A 30-Year-Old Flu Shot Still Works Today With One Big Problem

A 30-Year-Old Flu Shot Still Works Today With One Big Problem

A 30-year-old flu vaccine still fights some modern viruses—but leaves a critical weakness exposed.

Researchers have uncovered new insights into how long flu vaccine protection can last by revisiting blood samples from people vaccinated in 1994. By examining these preserved samples, scientists found that the immune response triggered by that vaccine could still recognize and defend against some flu strains that appeared decades later. However, the protection was incomplete, leaving certain strains largely unchallenged.

Long-Term Flu Immunity From a 1994 Vaccine
The study analyzed samples from 175 individuals who received a flu shot in 1994. These samples revealed that immunity from the vaccine persisted in a meaningful way, offering protection against some influenza viruses that emerged over the following 30 years. Still, the results also highlighted clear gaps, showing that not all strains were equally covered.
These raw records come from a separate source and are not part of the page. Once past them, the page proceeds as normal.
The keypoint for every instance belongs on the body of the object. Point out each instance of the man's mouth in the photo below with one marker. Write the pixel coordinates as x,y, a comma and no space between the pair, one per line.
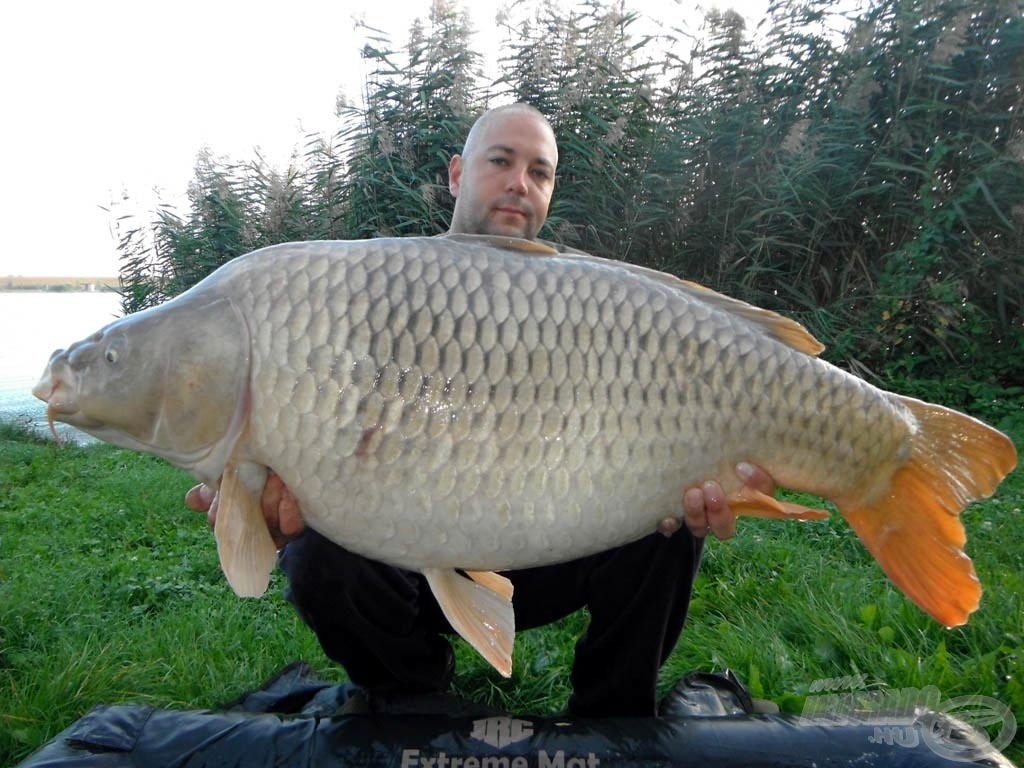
511,211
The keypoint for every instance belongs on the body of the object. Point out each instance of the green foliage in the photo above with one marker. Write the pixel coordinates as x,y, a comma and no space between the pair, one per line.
865,173
111,592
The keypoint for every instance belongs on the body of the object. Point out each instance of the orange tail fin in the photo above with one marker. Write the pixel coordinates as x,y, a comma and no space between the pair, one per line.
913,527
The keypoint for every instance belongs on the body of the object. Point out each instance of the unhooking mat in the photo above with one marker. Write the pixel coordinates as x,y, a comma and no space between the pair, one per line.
707,720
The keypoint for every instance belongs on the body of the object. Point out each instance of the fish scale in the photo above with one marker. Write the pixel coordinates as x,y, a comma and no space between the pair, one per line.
482,404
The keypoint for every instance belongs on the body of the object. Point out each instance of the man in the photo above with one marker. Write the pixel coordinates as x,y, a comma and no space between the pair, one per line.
383,624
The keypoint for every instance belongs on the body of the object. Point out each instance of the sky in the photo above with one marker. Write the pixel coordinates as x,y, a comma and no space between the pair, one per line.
113,97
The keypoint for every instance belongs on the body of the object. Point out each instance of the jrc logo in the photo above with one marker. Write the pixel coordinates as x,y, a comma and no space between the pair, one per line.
502,731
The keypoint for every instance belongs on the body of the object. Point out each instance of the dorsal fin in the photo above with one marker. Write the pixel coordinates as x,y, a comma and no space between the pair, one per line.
509,244
781,329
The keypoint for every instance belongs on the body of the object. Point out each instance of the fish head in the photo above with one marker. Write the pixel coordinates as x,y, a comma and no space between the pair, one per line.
170,381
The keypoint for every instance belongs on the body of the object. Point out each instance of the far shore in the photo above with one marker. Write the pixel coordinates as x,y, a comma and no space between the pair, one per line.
86,283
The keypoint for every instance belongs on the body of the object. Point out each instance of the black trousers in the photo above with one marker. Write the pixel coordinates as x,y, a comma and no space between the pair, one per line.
383,625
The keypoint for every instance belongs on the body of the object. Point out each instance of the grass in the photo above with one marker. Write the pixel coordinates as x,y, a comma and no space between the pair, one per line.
111,592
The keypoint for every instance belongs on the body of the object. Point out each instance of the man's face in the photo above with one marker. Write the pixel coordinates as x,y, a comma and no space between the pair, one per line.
504,185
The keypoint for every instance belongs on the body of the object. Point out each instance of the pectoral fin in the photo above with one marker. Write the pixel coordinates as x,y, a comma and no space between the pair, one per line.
493,582
483,616
244,544
753,503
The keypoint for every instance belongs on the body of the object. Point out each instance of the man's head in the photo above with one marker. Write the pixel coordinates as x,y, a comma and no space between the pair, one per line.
504,178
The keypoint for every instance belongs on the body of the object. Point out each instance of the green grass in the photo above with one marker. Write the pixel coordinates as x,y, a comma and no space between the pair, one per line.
111,592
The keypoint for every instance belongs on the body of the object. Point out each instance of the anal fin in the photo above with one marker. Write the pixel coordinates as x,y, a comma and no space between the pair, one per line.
481,615
751,503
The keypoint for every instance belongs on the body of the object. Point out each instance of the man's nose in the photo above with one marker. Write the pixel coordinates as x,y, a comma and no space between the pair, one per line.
517,181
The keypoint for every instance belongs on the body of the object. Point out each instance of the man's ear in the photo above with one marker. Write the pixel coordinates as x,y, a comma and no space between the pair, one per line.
455,174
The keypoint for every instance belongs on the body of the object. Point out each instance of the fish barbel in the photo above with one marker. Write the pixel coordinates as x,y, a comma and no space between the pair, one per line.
471,403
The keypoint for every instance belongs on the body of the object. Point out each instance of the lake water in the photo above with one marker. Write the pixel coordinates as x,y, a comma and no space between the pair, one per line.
34,324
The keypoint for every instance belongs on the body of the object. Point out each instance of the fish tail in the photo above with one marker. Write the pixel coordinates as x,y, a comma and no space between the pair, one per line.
912,526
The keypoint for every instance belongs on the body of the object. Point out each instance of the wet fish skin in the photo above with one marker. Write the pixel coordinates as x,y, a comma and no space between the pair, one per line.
444,403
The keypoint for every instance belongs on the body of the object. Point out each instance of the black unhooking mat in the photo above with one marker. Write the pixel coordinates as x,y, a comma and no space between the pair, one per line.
707,720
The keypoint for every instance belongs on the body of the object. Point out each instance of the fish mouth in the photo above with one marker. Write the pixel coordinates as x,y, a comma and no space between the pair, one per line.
59,398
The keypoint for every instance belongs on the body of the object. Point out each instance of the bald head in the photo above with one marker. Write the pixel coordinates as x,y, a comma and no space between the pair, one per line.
505,176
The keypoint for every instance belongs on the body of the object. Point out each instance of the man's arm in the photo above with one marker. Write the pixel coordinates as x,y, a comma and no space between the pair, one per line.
706,510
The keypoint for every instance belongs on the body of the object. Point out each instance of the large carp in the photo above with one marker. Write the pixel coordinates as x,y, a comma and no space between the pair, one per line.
473,404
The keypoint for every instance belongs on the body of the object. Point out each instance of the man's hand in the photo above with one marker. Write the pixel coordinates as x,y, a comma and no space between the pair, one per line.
281,509
706,510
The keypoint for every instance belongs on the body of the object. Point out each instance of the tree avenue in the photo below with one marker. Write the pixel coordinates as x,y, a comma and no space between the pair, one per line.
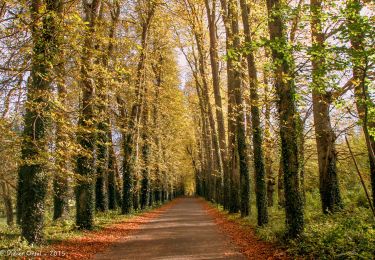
122,105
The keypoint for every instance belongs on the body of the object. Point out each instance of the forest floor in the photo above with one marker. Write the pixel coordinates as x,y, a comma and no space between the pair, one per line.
187,228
Flu vaccines play a central role in preventing illness worldwide, yet scientists are still working to understand how broad and durable that protection really is. One key question is how well older vaccines defend against newer, constantly evolving versions of influenza A and B viruses.

How Early Flu Exposure Shapes Immunity
Another important factor is a concept known as “original antigenic sin.” This idea suggests that the first flu strain a person encounters can influence how their immune system responds to future infections throughout life.

To explore this, Thi Nguyen and colleagues revisited a group of 89 younger and 86 older adults who had been vaccinated in 1994. The researchers studied blood samples that had been cryopreserved for three decades, including one from a participant born during the 1918 flu pandemic.